In terms of originality, significance and relevance:
- Is the contribution original or innovative?
- Does the work advance the "state of the art" sufficiently?
- What are the main conclusions/recommendations?
- Are the conclusions and recommendations tangible and useful to the sCO2 community?
- Has more than a small amount, say 25%, of the paper been published before in a similar format?
- Is the subject of the paper appropriate for the conference?
- Is it of long-term, archival value?
A good review must provide
- A summary of the paper's most important points (one to five sentences) to indicate that the reviewer actually understands the paper.
- A statement of the significance, relevance and originality of the research, or lack thereof.
- A critical evaluation of the methodology, accuracy and suitability of the work.
- An evaluation of the quality of the presentation.
- An overall recommendation for or against conference presentation and/or publication.
- Clear statements of both necessary and suggested changes required before conference presentation and/or publication
A review does not need to contain a blow-by-blow account of every single typographical error unless these and/or other problems are so numerous that they render the paper unpresentable or un-publishable.

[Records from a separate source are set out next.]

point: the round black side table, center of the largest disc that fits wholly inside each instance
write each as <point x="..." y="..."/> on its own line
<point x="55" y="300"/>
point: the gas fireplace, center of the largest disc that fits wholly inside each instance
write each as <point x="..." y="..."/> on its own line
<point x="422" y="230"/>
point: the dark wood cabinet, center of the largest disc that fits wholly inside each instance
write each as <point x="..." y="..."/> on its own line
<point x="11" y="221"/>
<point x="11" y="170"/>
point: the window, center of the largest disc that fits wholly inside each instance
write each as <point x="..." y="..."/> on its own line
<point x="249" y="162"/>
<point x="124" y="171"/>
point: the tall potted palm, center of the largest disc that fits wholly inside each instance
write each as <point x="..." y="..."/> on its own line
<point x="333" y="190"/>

What Constitutes a good Paper?
A good paper
- is interesting.
- is original, making a unique, imaginative or innovative contribution to the field.
- contains a clear narrative from the introduction, through the work carried out to a clear expression of substantial conclusions and recommendations.
- is of sufficient significance and relevance to the sCO2 industry, and it has the potential to be referred to by other workers in the field in the coming years.